Der alte Stadtkern wurde noch Mitte des 19. Jahrhunderts von einer Zollmauer umgeben, die etwa durch Kottbusser, Brandenburger, Potsdamer, Frankfurter, Prenzlauer, Oranienburger und Halleschem Tor passiert werden konnte. Vor den Toren war überall märkische Erde mit Städten wie Charlottenburg, Spandau und Köpenick darauf.

Berlin wuchs auf Kosten Brandenburgs

In Berlin wird der 1. Oktober 1920 als Sternstunde der Stadtentwicklung gefeiert. Praktisch über Nacht war die zuvor aus allen Nähten platzende Kommune von vormals 65,72 auf 878,1 Quadratkilometer gewachsen. Die Bevölkerungszahl verdoppelte sich auf rund 3,8 Millionen.
Der Zusammenschluss von acht bislang selbstständigen Städten, 59 Landgemeinden und 27 Gutsbezirken erfolgte per Gesetz. Auf Kosten der damaligen Provinz Brandenburg wurde Berlin seinerzeit die flächenmäßig zweitgrößte Stadt der Welt. Aus dem Osthavelland gingen etwa die Orte Kladow und Gatow an  Groß-Berlin. Ärgerlich für die Mark war zudem, dass die Hauptstadt auch zahlreiche Industrieansiedlungen im vormaligen „Speckgürtel“ geschluckt hatte.

Mit den Stimmen von SPD, USPD und DDP

Das sogenannte „Groß-Berlin-Gesetz“, das zum 1. Oktober 1920 zog, war am 27. April des Jahres in der verfassunggebenden preußischen Landesversammlung beschlossen worden. Es war eine knappe Sache für die Befürworter gewesen: Das Gesetz wurde mit 164 zu 148 Stimmen bei fünf Enthaltungen beschlossen.
SPD, die weit links agierende USPD sowie die linksliberale DDP feierten. Die bürgerlich-konservativen Gegner - das waren  DNVP, DVP und katholische Zentrumspartei - mussten zähneknirschend die Abstimmungsniederlage akzeptieren. Ausführliche Erläuterungen zum Thema finden sich unter dem Titel „100 Jahre Groß-Berlin – wie Berlin Metropole wurde“ auf https://www.berlin.de/berlin100/geschichte/.

Abwanderung in den Speckgürtel und darüber hinaus

Geschichte wiederholt sich offenbar: Berlin platzt trotz seiner Größe wieder aus allen Nähten.
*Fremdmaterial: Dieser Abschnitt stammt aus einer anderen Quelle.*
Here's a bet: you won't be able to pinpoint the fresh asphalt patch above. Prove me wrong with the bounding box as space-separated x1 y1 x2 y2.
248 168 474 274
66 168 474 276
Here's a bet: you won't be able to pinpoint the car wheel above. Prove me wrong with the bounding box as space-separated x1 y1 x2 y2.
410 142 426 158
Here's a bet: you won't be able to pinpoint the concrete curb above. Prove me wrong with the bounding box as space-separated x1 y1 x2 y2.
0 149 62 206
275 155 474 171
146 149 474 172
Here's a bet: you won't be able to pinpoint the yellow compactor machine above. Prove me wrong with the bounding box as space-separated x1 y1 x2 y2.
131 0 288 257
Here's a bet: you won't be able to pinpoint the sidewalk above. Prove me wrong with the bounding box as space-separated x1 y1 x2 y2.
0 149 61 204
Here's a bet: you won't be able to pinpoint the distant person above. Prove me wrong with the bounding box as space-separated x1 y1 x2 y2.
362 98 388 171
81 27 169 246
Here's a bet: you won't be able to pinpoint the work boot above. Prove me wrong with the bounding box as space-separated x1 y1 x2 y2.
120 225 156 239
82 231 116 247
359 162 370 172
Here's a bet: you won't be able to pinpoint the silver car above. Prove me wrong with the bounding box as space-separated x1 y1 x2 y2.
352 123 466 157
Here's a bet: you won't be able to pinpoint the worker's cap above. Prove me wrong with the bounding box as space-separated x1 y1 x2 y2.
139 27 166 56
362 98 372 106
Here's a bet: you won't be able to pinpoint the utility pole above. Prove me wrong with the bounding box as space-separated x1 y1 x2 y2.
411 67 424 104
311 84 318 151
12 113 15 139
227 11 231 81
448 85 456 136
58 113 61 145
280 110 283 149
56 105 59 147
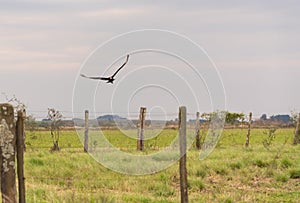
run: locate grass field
[20,129,300,202]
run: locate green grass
[20,129,300,203]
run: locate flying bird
[80,55,129,84]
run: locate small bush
[196,169,207,178]
[290,169,300,179]
[254,159,269,168]
[281,159,293,168]
[229,162,242,170]
[215,168,228,175]
[276,175,289,183]
[193,180,205,191]
[29,158,44,166]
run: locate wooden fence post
[196,112,200,149]
[245,112,252,147]
[84,110,89,152]
[178,106,188,203]
[0,104,17,203]
[137,107,146,151]
[293,113,300,145]
[16,110,26,203]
Die Bundeshauptstadt übt ihren Reiz auf Touristen, Zuzügler, Investoren und Spekulanten aus. Explodierende Mieten und Immobilienpreise haben Berliner bereits zu Zehntausenden in den neuen märkischen „Speckgürtel“ und darüber hinaus abwandern lassen, mit einer negativen Folge. Denn die Besserverdiener sind andere Preise gewöhnt, investieren gern in für sie verhältnismäßig günstige Mieten und Wohngrundstücke. Das dreht auch in Brandenburg an der  Preisschraube.
Etwa in der Mitte  des osthavelländischen Falkensee kostet der Quadratmeter Bauland inzwischen bis zu 1.000 Euro. Zum Vergleich: im westhavelländischen und berlinferneren Rathenow sind es in gefragten Einfamilienhauslagen gerade nur 80 Euro im Durchschnitt.
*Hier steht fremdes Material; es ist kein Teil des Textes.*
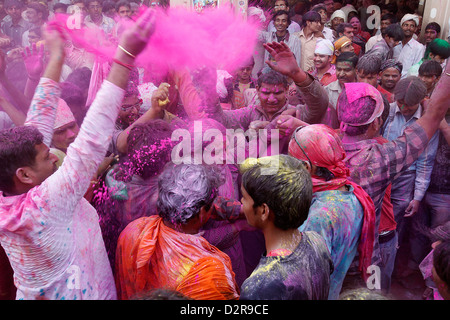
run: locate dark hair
[311,3,327,13]
[28,27,42,38]
[337,88,376,136]
[258,70,289,88]
[336,22,353,36]
[27,2,49,21]
[394,76,427,106]
[336,52,359,68]
[302,11,322,28]
[382,23,405,41]
[380,13,397,24]
[433,240,450,296]
[127,119,173,179]
[272,10,291,25]
[66,67,92,92]
[116,0,131,12]
[0,126,44,193]
[102,0,116,12]
[156,162,223,225]
[84,0,103,8]
[425,22,441,33]
[419,60,442,77]
[3,0,25,9]
[241,155,312,230]
[53,2,68,12]
[428,39,450,59]
[356,54,381,74]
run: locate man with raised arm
[0,9,153,300]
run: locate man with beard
[259,10,302,65]
[366,13,397,52]
[325,52,358,109]
[109,69,172,156]
[0,10,154,300]
[393,14,425,78]
[377,59,403,103]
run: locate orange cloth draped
[116,215,239,300]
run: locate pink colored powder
[57,7,259,70]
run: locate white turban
[400,13,419,26]
[314,39,334,56]
[53,99,75,129]
[247,7,266,22]
[330,10,347,23]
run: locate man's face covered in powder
[336,61,356,86]
[381,68,401,90]
[396,100,419,117]
[119,95,142,128]
[258,83,288,116]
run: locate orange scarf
[116,215,239,300]
[289,124,375,279]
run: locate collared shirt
[259,31,302,69]
[84,14,116,34]
[377,85,395,103]
[0,78,121,300]
[299,185,364,300]
[343,123,428,265]
[214,76,328,131]
[365,38,394,61]
[310,64,337,86]
[2,19,32,48]
[383,102,439,201]
[393,39,425,78]
[267,20,302,34]
[297,29,317,72]
[325,80,342,109]
[366,33,383,52]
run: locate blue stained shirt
[383,102,439,201]
[299,185,364,300]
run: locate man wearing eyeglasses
[267,0,301,34]
[109,72,175,155]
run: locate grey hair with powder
[156,162,224,225]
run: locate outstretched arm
[43,9,153,209]
[417,63,450,139]
[264,42,328,124]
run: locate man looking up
[393,14,425,78]
[0,9,153,300]
[298,11,322,72]
[259,10,302,68]
[377,59,403,103]
[267,0,301,33]
[311,39,337,86]
[325,52,358,109]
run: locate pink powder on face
[57,7,259,70]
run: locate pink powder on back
[57,7,259,70]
Kein Bundesland Berlin-Brandenburg gewollt

Berlin-Brandenburg: Wie der Name des Großflughafens hätte längst der Name eines gemeinsamen Bundeslands lauten können. Zwar hatten die Berliner 1996 für eine Länderehe votiert,  doch die Bewohner des 1990 wiederentstandenen Brandenburgs waren nicht einverstanden. Daher steigt der rote märkische Adler auch hoch über Schönefeld und fliegt munter um die große Stadt herum, in der sich der steppende Bär auf die Füße tritt.